Incident Heart Failure

Surveillance studies of the entire Olmsted County population from 1987-2001 (100 000-125 000 persons) have documented a constant incidence of heart failure with reduced LVEF but an increase in heart failure with preserved LVEF.15 The current analysis identifies diastolic dysfunction as an independent predictor of these heart failure events.

However, to put diastolic dysfunction in context, it should be noted that only about 1 in 4 persons with moderate or severe diastolic dysfunction at examination 2 developed incident heart failure during long-term follow-up. This suggests that superimposed clinical events play an important role in the transition from asymptomatic diastolic dysfunction to overt heart failure with preserved LVEF. Specifically, our findings are consistent with the hypothesis that a combination of cardiovascular aging and superimposed cardiovascular disease accelerates the deterioration in diastolic function, setting the stage for symptomatic heart failure with preserved LVEF in elderly persons.20,3537 The assessment of the few heart failure events between examinations 1 and 2 suggests some of these superimposed cardiovascular disease processes. An important clinical implication may be that prevention of risk factors for superimposed events, especially hypertension, might be fundamental to reducing heart failure with preserved LVEF.

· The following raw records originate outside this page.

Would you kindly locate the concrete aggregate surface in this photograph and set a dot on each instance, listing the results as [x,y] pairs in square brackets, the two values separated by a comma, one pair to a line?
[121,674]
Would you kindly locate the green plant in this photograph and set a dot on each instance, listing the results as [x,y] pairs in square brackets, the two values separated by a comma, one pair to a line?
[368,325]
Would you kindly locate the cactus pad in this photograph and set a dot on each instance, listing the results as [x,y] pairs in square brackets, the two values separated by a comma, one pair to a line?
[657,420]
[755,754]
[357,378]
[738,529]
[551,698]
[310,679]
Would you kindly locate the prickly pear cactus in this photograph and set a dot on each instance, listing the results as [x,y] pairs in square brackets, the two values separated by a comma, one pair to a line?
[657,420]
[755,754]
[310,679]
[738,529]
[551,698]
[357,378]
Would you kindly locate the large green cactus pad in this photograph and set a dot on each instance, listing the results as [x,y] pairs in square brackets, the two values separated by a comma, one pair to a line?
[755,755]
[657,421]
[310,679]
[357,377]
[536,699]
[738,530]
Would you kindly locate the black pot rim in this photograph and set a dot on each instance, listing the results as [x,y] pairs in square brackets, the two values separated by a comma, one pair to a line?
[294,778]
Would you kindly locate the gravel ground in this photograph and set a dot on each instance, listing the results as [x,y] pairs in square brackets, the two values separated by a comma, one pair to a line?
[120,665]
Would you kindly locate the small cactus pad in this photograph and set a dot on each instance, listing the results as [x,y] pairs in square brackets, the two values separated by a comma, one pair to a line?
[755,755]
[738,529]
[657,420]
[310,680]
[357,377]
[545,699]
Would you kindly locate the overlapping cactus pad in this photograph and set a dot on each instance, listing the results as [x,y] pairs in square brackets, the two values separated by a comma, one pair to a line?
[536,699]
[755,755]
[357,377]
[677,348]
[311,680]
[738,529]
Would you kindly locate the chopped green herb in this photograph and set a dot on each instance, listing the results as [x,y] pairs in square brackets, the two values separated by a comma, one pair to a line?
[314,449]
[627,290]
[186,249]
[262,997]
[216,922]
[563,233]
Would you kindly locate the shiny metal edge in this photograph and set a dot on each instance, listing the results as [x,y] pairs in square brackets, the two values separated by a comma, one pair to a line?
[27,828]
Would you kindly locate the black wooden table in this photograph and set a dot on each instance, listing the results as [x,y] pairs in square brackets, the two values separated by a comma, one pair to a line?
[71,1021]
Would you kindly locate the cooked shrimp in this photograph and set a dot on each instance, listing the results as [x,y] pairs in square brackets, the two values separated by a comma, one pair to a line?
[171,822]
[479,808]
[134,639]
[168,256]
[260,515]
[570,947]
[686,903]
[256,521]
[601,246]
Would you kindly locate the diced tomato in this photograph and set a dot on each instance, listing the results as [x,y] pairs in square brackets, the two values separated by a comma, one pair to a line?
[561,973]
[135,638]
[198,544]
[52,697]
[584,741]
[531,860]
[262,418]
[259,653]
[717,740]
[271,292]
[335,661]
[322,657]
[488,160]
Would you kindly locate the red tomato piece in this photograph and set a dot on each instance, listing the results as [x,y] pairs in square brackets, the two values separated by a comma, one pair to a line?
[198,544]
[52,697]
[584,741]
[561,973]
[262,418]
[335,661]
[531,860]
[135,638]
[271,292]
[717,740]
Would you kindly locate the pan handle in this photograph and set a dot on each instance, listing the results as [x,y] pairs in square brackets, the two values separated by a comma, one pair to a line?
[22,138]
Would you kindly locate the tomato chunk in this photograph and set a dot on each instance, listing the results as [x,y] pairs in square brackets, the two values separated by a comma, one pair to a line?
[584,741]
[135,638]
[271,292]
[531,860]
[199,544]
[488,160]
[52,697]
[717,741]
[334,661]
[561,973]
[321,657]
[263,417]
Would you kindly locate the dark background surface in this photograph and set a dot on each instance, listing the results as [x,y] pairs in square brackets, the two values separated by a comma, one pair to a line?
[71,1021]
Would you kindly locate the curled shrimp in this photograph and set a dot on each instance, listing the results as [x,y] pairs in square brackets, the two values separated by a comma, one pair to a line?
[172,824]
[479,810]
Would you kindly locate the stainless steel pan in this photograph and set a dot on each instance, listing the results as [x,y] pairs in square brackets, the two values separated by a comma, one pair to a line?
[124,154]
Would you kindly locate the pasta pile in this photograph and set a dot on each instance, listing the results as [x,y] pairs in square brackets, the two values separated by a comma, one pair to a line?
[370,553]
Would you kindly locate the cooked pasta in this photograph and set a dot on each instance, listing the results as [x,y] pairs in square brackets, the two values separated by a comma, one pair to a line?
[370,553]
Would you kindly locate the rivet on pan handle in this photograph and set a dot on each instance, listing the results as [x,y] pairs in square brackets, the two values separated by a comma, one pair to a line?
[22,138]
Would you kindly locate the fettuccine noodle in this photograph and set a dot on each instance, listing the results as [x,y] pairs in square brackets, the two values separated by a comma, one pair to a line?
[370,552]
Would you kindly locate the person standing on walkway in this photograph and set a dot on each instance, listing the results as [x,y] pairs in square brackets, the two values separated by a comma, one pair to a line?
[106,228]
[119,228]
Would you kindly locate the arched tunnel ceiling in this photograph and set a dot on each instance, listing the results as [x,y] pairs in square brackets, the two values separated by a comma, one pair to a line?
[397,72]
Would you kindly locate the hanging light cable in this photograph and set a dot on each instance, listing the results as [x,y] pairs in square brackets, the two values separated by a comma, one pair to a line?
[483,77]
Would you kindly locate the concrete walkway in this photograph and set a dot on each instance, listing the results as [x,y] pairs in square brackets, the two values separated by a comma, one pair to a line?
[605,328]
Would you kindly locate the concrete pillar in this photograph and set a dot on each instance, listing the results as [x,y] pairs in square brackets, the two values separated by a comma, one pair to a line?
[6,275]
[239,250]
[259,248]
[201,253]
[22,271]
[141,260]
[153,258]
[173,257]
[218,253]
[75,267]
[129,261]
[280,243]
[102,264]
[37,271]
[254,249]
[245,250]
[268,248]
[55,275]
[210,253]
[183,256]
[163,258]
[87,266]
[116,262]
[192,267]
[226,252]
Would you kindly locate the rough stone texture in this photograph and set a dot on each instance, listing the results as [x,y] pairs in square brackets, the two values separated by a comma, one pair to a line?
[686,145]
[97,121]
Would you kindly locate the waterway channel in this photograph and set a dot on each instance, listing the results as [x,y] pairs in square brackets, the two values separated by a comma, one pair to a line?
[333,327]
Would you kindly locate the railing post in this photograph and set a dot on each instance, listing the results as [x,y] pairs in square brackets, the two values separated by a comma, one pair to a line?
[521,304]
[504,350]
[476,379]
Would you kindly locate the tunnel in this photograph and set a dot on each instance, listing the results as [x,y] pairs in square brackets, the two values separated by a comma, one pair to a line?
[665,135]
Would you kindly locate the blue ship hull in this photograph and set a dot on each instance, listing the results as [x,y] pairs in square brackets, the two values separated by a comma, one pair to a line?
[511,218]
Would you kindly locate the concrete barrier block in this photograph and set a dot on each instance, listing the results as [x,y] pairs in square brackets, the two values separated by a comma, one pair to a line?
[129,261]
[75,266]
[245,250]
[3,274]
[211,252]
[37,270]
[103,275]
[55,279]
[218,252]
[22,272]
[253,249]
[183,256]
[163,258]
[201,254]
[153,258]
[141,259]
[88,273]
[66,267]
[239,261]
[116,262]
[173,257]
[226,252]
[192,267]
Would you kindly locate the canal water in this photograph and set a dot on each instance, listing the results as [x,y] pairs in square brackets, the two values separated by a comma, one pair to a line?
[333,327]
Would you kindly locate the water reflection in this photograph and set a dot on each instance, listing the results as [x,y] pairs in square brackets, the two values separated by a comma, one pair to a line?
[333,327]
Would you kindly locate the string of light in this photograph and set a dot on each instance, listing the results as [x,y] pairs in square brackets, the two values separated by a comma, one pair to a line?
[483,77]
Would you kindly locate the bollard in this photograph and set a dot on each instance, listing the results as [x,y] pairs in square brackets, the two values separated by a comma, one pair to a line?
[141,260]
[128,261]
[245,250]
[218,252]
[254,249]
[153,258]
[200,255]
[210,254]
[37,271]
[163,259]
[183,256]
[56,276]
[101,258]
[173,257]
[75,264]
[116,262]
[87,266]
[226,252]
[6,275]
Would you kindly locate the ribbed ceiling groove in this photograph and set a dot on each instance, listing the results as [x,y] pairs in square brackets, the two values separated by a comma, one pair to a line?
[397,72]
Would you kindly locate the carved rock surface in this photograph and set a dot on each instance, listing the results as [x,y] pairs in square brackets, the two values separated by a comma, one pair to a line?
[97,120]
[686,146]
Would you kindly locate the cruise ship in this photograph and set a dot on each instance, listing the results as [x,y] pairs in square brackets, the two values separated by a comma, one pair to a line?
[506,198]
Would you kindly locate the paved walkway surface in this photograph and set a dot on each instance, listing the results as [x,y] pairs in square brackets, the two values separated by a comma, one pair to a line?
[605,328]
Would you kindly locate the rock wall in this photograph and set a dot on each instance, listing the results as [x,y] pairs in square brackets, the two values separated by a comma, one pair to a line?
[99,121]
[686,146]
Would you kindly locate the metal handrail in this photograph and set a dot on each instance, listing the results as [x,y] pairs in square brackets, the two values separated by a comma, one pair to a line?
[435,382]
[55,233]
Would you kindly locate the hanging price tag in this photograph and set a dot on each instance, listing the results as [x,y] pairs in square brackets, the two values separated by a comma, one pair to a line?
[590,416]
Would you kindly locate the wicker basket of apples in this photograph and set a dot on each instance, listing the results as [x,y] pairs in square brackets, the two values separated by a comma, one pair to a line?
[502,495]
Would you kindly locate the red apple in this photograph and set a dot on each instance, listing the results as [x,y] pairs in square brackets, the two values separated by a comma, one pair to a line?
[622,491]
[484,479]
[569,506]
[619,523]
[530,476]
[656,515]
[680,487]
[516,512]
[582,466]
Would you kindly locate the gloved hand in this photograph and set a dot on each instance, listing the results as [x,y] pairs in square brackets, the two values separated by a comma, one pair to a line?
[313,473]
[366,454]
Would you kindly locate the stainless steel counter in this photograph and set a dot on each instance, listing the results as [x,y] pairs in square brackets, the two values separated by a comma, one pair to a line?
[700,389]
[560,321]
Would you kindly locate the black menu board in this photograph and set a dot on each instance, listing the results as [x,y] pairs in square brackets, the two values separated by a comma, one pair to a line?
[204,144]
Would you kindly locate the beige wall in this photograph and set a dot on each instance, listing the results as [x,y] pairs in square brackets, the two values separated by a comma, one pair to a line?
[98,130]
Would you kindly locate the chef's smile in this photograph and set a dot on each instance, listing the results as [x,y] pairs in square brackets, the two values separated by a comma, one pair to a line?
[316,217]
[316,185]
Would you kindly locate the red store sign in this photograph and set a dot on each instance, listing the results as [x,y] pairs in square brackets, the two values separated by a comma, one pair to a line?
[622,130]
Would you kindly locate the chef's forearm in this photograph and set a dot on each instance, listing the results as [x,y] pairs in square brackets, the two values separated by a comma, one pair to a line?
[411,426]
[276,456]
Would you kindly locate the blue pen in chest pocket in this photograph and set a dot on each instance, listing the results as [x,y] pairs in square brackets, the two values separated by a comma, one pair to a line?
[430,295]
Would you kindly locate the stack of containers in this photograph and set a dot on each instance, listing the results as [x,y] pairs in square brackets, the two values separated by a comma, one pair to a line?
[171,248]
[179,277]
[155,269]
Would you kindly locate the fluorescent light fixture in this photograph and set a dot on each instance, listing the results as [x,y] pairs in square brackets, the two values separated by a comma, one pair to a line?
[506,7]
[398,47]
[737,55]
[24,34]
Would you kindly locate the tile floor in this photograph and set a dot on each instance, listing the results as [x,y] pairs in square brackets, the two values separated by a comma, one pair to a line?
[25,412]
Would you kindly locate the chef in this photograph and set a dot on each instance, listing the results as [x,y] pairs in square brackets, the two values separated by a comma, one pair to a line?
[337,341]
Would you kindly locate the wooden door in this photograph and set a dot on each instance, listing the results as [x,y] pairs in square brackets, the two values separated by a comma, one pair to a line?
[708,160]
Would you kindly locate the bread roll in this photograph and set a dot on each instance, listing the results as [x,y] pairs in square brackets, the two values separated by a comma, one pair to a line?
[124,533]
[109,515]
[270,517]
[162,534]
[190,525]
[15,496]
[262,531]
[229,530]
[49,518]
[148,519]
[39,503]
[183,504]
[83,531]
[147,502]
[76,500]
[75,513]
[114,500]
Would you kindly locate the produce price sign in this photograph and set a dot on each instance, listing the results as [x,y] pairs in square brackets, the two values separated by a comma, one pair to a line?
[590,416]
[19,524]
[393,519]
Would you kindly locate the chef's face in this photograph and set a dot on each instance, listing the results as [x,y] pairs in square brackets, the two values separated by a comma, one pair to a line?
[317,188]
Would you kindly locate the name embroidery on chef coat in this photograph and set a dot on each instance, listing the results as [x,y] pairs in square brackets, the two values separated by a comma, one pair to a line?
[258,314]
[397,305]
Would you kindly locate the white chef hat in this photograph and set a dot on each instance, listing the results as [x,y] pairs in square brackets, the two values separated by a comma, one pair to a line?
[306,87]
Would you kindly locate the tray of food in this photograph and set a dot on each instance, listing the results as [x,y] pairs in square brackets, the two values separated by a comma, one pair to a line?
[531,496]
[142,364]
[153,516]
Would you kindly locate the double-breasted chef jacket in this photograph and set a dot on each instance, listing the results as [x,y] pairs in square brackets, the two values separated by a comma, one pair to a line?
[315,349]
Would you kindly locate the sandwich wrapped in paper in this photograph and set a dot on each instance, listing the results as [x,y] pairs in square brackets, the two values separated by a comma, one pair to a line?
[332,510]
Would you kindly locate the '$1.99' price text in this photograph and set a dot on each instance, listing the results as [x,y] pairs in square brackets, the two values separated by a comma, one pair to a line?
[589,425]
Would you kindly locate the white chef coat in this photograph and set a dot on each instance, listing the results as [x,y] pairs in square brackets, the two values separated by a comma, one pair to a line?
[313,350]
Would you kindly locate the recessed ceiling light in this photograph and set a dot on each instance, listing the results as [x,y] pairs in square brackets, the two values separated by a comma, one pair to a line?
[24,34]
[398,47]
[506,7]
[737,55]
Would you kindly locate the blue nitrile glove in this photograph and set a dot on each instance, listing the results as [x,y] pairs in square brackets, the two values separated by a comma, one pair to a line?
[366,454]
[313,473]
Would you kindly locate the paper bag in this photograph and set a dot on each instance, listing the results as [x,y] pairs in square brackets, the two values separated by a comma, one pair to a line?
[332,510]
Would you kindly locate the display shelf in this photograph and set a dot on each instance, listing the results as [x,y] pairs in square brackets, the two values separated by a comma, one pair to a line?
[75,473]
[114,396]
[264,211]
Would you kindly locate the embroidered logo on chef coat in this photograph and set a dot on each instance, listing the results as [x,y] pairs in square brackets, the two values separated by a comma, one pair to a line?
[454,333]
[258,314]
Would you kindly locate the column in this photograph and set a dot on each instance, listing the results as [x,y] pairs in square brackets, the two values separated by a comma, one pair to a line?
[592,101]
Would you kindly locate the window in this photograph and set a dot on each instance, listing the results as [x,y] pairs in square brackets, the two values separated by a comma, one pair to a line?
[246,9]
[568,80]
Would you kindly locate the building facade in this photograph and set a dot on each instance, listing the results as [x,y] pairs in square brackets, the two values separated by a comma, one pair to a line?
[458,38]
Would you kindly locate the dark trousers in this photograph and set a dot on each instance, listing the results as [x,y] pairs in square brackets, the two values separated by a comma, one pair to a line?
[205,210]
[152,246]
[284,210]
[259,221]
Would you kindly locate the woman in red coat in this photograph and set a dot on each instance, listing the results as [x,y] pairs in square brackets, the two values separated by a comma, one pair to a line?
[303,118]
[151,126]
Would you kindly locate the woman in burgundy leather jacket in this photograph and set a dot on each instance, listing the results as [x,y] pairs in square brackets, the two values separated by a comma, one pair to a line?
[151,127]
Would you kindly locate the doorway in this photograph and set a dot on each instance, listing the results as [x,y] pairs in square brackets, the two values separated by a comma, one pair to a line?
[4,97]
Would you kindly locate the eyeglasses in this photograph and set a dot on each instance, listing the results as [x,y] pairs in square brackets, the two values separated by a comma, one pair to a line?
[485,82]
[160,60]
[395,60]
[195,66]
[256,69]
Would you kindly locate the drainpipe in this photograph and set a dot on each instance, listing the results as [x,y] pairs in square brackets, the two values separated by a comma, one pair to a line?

Study Strengths and Weaknesses

Strengths of this study include its population-based randomly selected cohort, the ability to make protocolized serial observations for research purposes, the opportunity to examine interval clinical events in the cohort, and the ability to collect data on nonreturning participants. Study participants underwent a uniform evaluation at examinations 1 and 2 using the same measurement methods. An additional strength is the ability to ascertain both inpatient and outpatient heart failure diagnoses during long-term follow-up using a validated International Classification of Diseases, Ninth Revision, Clinical Modification code methodology.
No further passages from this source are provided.